27      Ensuite, il convient de rappeler que, selon l’article 7, paragraphe 1, du règlement no 6/2002, aux fins de l’application des articles 5 et 6 dudit règlement, un dessin ou modèle est réputé avoir été divulgué au public s’il a été publié à la suite de l’enregistrement ou autrement, ou exposé, ou utilisé dans le commerce, ou rendu public de toute autre manière, avant la date du dépôt de la demande d’enregistrement, sauf si ces faits, dans la pratique normale des affaires, ne pouvaient raisonnablement être connus des milieux spécialisés du secteur concerné opérant dans l’Union.

28      Conformément à l’article 7, paragraphe 2, sous b), du règlement no 6/2002, il n’est pas tenu compte d’une divulgation si un dessin ou modèle pour lequel la protection est revendiquée a été divulgué au public pendant une période de douze mois précédant la date de dépôt de la demande d’enregistrement ou la date de priorité, si une priorité est revendiquée.

29      Selon la jurisprudence, un dessin ou modèle est réputé avoir été divulgué une fois que la partie qui fait valoir la divulgation a prouvé les faits constitutifs de cette divulgation.

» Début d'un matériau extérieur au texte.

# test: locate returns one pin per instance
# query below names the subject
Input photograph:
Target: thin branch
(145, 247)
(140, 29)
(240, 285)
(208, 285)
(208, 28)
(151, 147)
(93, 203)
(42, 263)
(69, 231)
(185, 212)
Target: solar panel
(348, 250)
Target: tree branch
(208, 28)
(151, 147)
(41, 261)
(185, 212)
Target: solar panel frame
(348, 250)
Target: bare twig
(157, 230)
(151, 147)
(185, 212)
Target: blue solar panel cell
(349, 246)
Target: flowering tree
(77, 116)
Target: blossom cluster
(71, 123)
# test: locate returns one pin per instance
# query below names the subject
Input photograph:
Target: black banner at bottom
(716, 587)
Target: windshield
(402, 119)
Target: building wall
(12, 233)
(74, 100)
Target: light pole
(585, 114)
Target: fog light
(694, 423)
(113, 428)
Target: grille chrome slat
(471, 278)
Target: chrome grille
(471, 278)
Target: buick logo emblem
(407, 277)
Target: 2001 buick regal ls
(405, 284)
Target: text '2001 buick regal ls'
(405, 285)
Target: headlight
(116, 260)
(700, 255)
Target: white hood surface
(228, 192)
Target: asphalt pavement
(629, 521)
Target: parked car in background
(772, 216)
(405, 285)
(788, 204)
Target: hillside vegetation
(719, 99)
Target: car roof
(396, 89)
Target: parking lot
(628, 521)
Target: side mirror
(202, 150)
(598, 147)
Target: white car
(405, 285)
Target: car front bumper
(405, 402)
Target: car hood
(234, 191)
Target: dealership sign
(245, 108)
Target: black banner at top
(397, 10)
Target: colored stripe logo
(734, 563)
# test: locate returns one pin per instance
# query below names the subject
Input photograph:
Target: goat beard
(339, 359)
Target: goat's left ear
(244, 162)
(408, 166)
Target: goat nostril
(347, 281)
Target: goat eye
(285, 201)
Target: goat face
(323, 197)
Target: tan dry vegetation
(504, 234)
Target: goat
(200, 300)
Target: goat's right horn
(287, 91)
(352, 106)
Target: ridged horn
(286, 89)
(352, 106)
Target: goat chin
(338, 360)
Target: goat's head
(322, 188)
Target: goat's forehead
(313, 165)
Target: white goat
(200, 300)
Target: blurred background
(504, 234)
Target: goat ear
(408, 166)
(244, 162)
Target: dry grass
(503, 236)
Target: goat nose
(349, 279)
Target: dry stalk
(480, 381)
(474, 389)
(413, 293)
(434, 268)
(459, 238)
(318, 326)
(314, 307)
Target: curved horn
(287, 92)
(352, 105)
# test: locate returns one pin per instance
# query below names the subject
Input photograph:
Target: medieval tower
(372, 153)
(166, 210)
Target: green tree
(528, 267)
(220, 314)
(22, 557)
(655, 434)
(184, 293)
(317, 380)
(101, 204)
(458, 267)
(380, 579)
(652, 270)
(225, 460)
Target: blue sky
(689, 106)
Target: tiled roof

Pour réfuter cette présomption, il incombe, en revanche, à la partie qui conteste la divulgation de démontrer à suffisance de droit que les circonstances de l’espèce pouvaient raisonnablement faire obstacle à ce que ces faits soient connus des milieux spécialisés du secteur concerné dans la pratique normale des affaires [voir arrêt du 2 mars 2022, Fabryki Mebli « Forte »/EUIPO – Bog‑Fran (Meuble), T‑1/21, non publié, EU:T:2022:108, point 41 et jurisprudence citée].

30      Dès lors, aux fins d’établir la divulgation d’un dessin ou modèle antérieur, il convient de procéder à une analyse en deux étapes, consistant à examiner, en premier lieu, si les éléments présentés dans la demande en nullité démontrent, d’une part, des faits constitutifs d’une divulgation d’un dessin ou modèle et, d’autre part, le caractère antérieur de cette divulgation par rapport à la date de dépôt ou de priorité du dessin ou modèle contesté et, en second lieu, dans l’hypothèse où le titulaire du dessin ou modèle contesté aurait allégué le contraire, si lesdits faits pouvaient, dans la pratique normale des affaires, raisonnablement être connus des milieux spécialisés du secteur concerné opérant dans l’Union, faute de quoi une divulgation sera considérée comme étant sans effets et ne sera pas prise en compte (voir arrêt du 2 mars 2022, Meuble, T‑1/21, non publié, EU:T:2022:108, point 42 et jurisprudence citée).

31      En outre, il y a lieu de rappeler que le règlement (CE) no 2245/2002 de la Commission, du 21 octobre 2002, portant modalités d’application du règlement no 6/2002 (JO 2002, L 341, p. 28), ne contient aucune précision s’agissant des preuves qui doivent être fournies en matière de divulgation du dessin ou modèle antérieur par le demandeur en nullité. Plus particulièrement, l’article 28, paragraphe 1, sous b), v), de ce règlement se borne à prévoir que, lorsque la demande en nullité est fondée, notamment, sur l’absence de nouveauté du dessin ou modèle communautaire pour lequel la protection est demandée, elle doit comporter l’indication et la reproduction du dessin ou modèle du demandeur en nullité susceptible de faire obstacle à la nouveauté ou au caractère individuel du dessin ou modèle communautaire pour lequel la protection est demandée ainsi que des documents prouvant la précédente divulgation du dessin ou modèle antérieur [voir arrêt du 15 mars 2023, Homy Casa/EUIPO – Albatros International (Chaises), T‑89/22, non publié, EU:T:2023:132, point 28 et jurisprudence citée].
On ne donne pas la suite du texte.